Do Irish, Scot and Welsh Celts count as indigenous - these were all colonised by the English? Similar question with groups that have held the same territory across history, such as Indians, Mongolians, Pakistanis, Saudis, etc... are they indigenous? Many were colonised but have since reclaimed their land.
Are you going to include Uyghurs? They have been colonised across large parts of South East Asia, and up to today are being driven from long held lands.
>Reconciliation: >the restoration of friendly relations. >"his reconciliation with your uncle"
Clearly implying that we are not on friendly relations right now. Mind you, 75% of natives have abandoned the reserves and joined Canadian society. Our multiculturalism and diversity accepts them.

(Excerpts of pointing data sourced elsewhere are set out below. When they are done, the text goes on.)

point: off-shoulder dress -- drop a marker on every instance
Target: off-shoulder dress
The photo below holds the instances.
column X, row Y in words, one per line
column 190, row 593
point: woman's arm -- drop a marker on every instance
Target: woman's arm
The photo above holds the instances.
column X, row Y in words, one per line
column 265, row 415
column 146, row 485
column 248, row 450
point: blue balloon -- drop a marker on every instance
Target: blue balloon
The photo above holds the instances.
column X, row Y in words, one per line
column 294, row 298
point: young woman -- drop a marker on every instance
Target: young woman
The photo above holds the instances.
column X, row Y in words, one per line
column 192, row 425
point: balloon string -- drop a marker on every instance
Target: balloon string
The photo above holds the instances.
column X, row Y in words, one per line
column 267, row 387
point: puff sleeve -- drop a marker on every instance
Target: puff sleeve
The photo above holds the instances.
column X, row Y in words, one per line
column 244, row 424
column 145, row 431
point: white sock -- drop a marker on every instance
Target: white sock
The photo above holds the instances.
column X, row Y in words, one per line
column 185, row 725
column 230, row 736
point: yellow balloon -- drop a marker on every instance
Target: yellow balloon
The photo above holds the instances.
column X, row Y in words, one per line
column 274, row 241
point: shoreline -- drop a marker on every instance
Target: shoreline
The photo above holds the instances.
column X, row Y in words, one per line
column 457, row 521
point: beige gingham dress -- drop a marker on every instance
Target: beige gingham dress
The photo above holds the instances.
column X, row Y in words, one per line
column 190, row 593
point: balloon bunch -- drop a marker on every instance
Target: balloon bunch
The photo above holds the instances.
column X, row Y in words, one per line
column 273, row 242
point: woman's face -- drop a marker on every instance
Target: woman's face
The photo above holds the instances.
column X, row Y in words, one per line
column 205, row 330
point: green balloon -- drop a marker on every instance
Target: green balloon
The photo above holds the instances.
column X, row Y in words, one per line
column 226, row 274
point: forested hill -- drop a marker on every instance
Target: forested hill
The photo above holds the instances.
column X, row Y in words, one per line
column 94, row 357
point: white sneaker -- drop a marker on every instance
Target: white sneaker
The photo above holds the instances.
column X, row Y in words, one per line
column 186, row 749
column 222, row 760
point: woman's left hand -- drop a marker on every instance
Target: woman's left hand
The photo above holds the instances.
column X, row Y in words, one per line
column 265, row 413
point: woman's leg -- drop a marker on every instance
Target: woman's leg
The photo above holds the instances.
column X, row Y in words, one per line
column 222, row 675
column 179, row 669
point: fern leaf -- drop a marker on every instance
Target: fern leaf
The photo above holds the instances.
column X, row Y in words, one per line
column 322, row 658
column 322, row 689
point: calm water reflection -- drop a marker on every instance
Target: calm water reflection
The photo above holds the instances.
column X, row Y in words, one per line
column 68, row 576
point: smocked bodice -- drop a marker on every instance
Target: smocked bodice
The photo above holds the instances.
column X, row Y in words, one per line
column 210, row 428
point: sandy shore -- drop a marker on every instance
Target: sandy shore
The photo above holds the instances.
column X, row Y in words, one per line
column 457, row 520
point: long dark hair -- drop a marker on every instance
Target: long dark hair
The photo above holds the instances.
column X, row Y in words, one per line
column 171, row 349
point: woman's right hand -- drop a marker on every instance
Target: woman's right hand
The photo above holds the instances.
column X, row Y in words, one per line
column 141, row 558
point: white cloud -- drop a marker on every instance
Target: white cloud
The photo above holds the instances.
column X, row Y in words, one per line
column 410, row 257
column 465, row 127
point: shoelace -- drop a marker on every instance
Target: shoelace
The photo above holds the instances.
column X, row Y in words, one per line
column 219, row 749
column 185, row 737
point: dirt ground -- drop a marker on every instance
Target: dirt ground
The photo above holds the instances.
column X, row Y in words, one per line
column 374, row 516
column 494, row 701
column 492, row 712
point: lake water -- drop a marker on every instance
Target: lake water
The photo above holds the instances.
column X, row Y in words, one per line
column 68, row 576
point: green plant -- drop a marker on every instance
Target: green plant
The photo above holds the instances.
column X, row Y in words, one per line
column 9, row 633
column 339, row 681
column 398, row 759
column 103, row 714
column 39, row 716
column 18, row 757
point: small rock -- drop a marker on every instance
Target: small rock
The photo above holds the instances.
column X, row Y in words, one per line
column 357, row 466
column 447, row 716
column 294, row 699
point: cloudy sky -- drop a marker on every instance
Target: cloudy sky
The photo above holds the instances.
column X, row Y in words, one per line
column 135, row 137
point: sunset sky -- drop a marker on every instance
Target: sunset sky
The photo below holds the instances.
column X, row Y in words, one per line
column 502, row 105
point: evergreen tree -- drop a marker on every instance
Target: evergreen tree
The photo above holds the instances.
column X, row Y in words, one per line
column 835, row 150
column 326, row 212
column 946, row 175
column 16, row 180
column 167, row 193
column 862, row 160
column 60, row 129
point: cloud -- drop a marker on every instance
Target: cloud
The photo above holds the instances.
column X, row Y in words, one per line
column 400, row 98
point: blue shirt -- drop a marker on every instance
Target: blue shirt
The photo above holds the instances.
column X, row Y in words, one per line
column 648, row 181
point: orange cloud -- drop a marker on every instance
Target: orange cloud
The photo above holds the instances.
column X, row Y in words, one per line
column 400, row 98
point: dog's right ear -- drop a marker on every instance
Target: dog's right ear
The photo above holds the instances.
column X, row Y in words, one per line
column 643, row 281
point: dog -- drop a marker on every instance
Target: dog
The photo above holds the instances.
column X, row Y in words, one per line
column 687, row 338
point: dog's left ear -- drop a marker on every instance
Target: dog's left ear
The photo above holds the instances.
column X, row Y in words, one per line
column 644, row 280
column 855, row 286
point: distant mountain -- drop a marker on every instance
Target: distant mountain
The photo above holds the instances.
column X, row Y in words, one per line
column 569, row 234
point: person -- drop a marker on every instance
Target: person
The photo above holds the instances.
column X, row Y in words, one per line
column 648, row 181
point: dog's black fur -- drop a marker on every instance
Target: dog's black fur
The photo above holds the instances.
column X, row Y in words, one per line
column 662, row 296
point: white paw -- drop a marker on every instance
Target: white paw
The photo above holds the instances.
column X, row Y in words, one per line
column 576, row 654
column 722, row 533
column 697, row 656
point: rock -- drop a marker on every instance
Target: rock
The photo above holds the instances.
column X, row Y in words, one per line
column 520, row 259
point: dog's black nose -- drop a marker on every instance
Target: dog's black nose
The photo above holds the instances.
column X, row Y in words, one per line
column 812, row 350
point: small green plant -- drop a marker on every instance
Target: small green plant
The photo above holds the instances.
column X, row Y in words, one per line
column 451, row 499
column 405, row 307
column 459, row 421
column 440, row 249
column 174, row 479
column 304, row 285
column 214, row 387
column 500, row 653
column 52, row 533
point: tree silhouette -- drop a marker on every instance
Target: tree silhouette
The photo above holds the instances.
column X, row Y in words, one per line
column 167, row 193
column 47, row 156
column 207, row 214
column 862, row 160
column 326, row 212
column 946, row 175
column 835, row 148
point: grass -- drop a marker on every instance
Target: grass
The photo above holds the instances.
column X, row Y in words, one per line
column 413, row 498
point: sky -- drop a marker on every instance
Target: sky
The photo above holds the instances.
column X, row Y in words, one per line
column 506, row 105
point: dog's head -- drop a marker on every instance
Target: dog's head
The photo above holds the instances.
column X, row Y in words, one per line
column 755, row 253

But why did the government censor the opposing debate? If you watched that debate, they never actually debated. They all agreed with each other.
This is because we aren't on good terms with the natives and allowing debate on the subject would inflame the problem. We have to say we are going to get friendly, even though we never do.
>The great aim of our legislation has been to do away with the tribal system and assimilate the Indian people in all respects with the other inhabitants of the Dominion as speedily as they are fit to change.
>John A Macdonald, 1887
He was a conservative prime minister who created legislation intent on destroying the natives. Worse yet, Pierre Trudeau, our current prime minister's father, in addition to a future prime minister. Liberal Jean Chretien wrote the 1969 white papers.
https://en.wikipedia.org/wiki/1969_White_Paper
They never did it. What an absolute shame. We almost fixed the disaster that it has become today.
Our current government will look like they are doing something to fix the problem. But in reality will not actually do anything.